Song Meaning
The lyrics paint a picture of someone captivated by another person, to the point of losing themselves. The narrator observes a subject who can somehow "open smiles with poems of tears," a striking image suggesting a profound, perhaps melancholic, ability to evoke emotion. This fascination is so strong that the narrator admits, "since the first time / You made me forget to ask myself / What I would do in this rain." The recurring "Sunday rain" motif grounds this feeling in a specific, perhaps somber, atmosphere, implying a shared or observed sadness that the narrator finds compelling.

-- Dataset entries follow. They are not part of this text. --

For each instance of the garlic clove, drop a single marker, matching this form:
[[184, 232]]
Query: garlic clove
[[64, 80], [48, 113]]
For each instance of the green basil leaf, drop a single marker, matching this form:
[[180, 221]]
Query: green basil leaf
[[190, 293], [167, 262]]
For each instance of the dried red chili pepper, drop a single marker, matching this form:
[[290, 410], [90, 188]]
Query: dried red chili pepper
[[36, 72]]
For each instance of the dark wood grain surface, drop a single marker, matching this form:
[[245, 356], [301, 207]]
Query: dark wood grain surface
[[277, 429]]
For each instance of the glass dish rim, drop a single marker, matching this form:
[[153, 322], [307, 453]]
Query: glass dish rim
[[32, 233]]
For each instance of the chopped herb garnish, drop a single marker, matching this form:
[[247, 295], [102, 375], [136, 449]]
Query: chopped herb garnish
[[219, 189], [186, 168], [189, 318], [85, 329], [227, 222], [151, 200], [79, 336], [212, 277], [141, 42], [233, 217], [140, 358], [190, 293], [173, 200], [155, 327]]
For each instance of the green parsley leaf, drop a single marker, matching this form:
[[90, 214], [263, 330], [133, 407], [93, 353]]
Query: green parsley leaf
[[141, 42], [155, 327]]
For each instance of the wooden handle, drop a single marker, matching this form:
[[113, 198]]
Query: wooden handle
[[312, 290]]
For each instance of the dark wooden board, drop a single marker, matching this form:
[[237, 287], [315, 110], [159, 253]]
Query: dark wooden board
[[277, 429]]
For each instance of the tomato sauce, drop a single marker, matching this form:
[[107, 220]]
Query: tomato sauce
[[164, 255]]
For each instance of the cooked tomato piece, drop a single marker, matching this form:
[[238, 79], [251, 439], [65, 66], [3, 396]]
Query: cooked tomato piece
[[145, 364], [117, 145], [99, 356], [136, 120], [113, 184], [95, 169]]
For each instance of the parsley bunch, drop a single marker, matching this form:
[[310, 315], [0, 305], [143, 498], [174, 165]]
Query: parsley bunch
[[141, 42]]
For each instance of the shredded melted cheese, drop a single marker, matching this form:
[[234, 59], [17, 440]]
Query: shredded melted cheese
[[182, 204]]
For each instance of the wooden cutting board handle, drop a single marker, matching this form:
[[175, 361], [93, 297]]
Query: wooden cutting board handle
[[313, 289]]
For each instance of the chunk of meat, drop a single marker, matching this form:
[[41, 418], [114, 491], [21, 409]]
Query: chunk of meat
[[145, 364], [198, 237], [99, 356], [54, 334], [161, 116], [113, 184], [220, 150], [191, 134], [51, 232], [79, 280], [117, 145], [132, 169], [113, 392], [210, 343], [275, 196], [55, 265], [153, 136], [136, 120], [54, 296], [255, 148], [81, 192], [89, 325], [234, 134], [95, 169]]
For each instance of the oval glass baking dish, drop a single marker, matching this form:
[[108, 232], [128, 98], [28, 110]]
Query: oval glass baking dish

The central tension lies in the narrator's unspoken feelings and the other person's apparent obliviousness. The repeated refrain, "You don't know / What I feel in vain," underscores a deep sense of unrequited or unrecognized emotion. The narrator feels unseen, their internal world a mystery to the object of their attention. This creates a poignant contrast between the narrator's intense internal experience and the other person's apparent lack of awareness, highlighted by the plea, "Let exist."
The most compelling craft element is the oxymoronic phrase "poems of tears" and the act of "smiling with your tears." This juxtaposition suggests a complex emotional landscape where sadness and joy are intertwined, or where tears themselves become a form of expression that elicits a smile. The slight shift from "transição" (transition) in the first verse to "transgressão" (transgression) in the second, while maintaining the core imagery, hints at a deepening or perhaps more problematic nature of this fascination. The narrator seems drawn to a vulnerability or emotional depth that is both beautiful and potentially overwhelming.
Ultimately, these lyrics resonate because they capture the disorienting power of intense admiration and the quiet ache of unacknowledged feelings. The narrator is so absorbed by the other person's unique way of expressing emotion—turning tears into art—that their own sense of self and direction becomes secondary. The writing effectively conveys a feeling of being lost in someone else's emotional orbit, finding a strange beauty even in shared or observed sorrow.